Wind Energy and Your Health

More than 49,000 wind turbines are in operation in the United States today, safely generating electricity for our nation. 

Wind energy is one of the healthiest forms of energy generation in the world because it releases no greenhouse gases, soot, or carbon into the atmosphere. It does not consume valuable fresh water or produce water pollution.

Apex wind projects are built in full compliance with local, state, and federal safety regulations to protect the health and welfare of landowners, maintenance teams, and others. 


Wind Energy is Reducing Greenhouse Gas Emissions

In 2015, 191 million megawatt-hours were generated by wind energy. This production avoided an estimated 132 million metric tons of CO2, the equivalent emissions of 28.1 million cars. 

The electricity generated in 2015 also displaced approximately 176,000 metric tons of sulfur dioxide (SO2) and 106,000 metric tons of nitrogen oxide (NOx), representing $7.3 billion in avoided health costs last year alone. 

        —American Wind Energy Association, "Wind Energy Reducing Greenhouse Gas Emissions," 2016

The American Lung Association has recognized the need for cleaner air in its Healthy Air Campaign, "Unhealthy air is hazardous to our families and even can threaten life itself." The campaign also supports a transition to a clean energy future, "..reforms to transmission and distribution policies that will encourage the expansion and delivery of clean, renewable, non-combustion energy resources."
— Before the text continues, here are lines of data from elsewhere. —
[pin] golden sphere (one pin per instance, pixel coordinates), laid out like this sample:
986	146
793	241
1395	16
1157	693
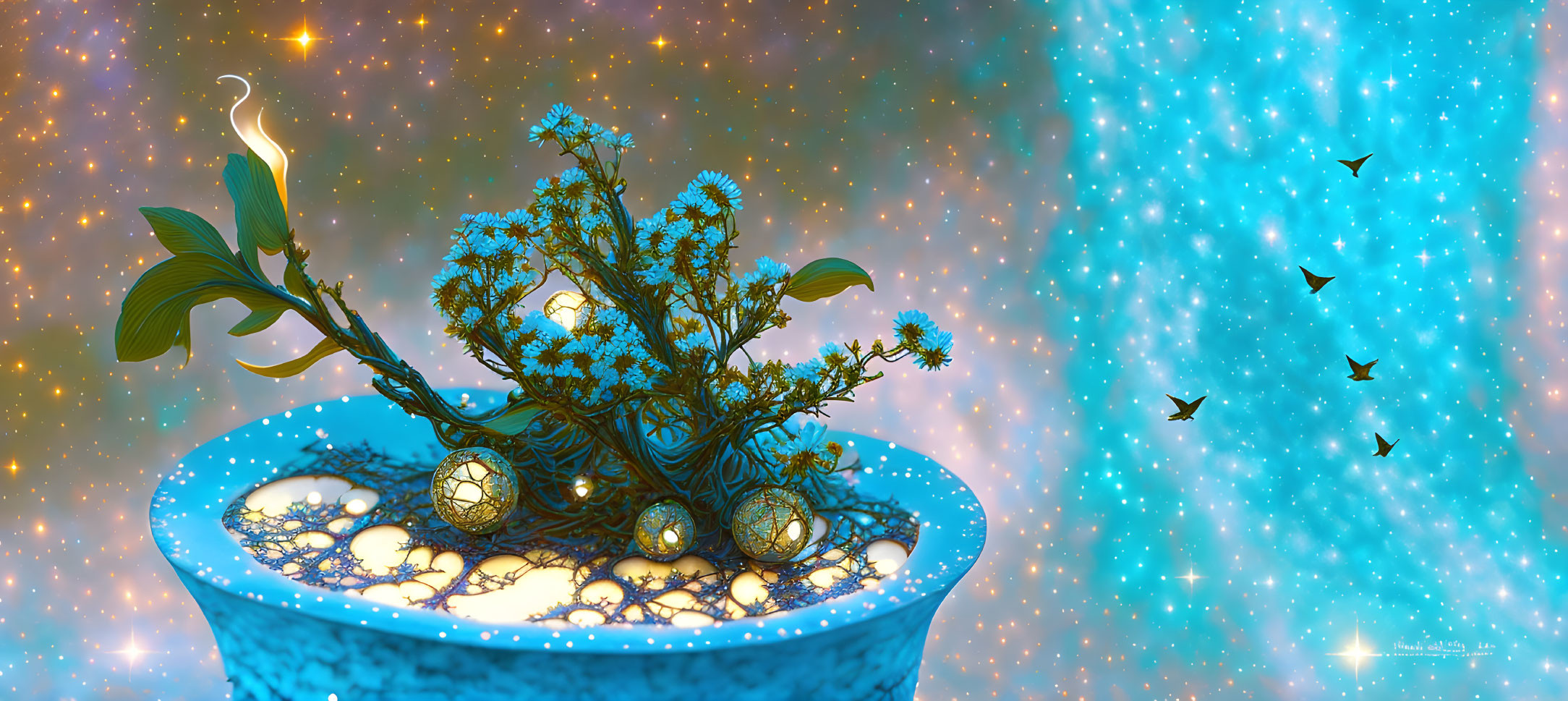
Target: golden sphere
664	530
565	307
474	490
772	524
        —American Lung Association, "Public Policy Position-Energy," June 25, 2015


Key Findings from Major Health Impact Studies

Government- and university-sponsored studies around the world have repeatedly confirmed that modern wind turbines pose no threat to public health. Over 17 independent reviews of the existing science on wind energy and health have reached the same conclusion:

“There is no evidence for a set of health effects from exposure to wind turbines that could be characterized as a ‘Wind Turbine Syndrome." 
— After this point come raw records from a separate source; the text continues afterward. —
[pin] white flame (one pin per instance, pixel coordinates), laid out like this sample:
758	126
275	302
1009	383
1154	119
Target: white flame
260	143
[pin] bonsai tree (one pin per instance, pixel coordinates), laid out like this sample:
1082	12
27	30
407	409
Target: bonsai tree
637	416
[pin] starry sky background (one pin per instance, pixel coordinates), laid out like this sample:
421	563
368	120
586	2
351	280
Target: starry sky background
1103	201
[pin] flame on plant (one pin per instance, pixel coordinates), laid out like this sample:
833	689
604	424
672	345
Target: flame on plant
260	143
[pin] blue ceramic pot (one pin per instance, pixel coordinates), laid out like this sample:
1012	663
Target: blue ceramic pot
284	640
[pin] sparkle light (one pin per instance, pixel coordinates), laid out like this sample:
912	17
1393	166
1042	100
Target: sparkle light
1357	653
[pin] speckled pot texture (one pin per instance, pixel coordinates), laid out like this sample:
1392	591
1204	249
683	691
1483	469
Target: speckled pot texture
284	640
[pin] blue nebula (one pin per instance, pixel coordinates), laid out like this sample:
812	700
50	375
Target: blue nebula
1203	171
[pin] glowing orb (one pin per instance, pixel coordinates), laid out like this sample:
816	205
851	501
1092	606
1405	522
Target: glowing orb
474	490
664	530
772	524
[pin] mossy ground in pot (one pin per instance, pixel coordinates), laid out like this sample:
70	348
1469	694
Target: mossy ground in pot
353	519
— Massachusetts Department of Public Health, “Wind Turbine Health Impact Study: Report of Independent Expert Panel,” January 2012


Wind Turbine Sound

The sound of wind turbine blades passing through the air is often described as a “whoosh.” Measurements show that this sound is no louder than a kitchen refrigerator or air conditioning unit at a distance of 1,000 feet.
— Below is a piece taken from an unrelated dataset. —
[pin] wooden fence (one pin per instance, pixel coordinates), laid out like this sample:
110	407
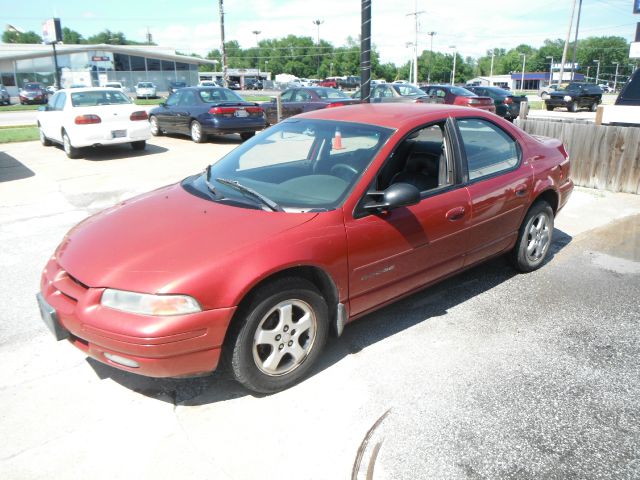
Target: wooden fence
602	157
Low-frequency sound will be no different than waves on a beach and weaker than highway traffic, air conditioners, and other daily exposures.

Scientific evidence confirms that this sound is not dangerous and that any low-frequency waves produced are not harmful to those nearby.

“To date, no peer reviewed scientific journal articles demonstrate a causal link between people living in proximity to modern wind turbines, the noise (audible, low frequency noise, or infrasound) they emit and resulting physiological health effects.” 

 Knopper and Ollson, “Health Effects and Wind Turbines: A Review of the Literature,” Environmental Health 10:78 (2011)

“... low level frequency noise or infrasound emitted by wind turbines is minimal and of no consequence ... Further, numerous reports have concluded that there is no evidence of health effects arising from infrasound or low frequency noise generated by wind turbines.” 

— Australian Government, National Health and Medical Research Council, “Wind Turbines and Health,” July 2010


Shadow Flicker

This term refers to the shadows cast by wind turbine blades as they rotate in front of the sun, similar to the shadow cast by a tree blowing in the wind. By positioning wind turbines at a carefully calculated angle and distance from dwellings, Apex ensures that most homes in a project experience no shadowing at all. For those that do, shadowing will occur for no more than a few minutes per day, on average. Furthermore, because shadowing effects are weaker as you get farther from a turbine, these effects are often barely noticeable from residences. Shadowing does not occur on cloudy or foggy days. 

Furthermore, while some have claimed that shadow flicker can create risk of seizures in photosensitive individuals ...

“Scientific evidence suggests that shadow flicker [from the rotating blades of wind turbines] does not pose a risk for eliciting seizures as a result of photic stimulation.”

 Massachusetts Department of Public Health, “Wind Turbine Health Impact Study: Report of Independent Expert Panel,” January 2012


Ice Throw

In some wintry conditions, ice can accumulate on turbine blades. Sophisticated vibration sensors on the turbine blade automatically shut the turbine down when this occurs. In almost all cases, ice drops straight to the ground, just like icicles or snow sliding off a roof. Apex exceeds minimum setback requirements to make absolutely certain ice is not a risk to neighboring structures.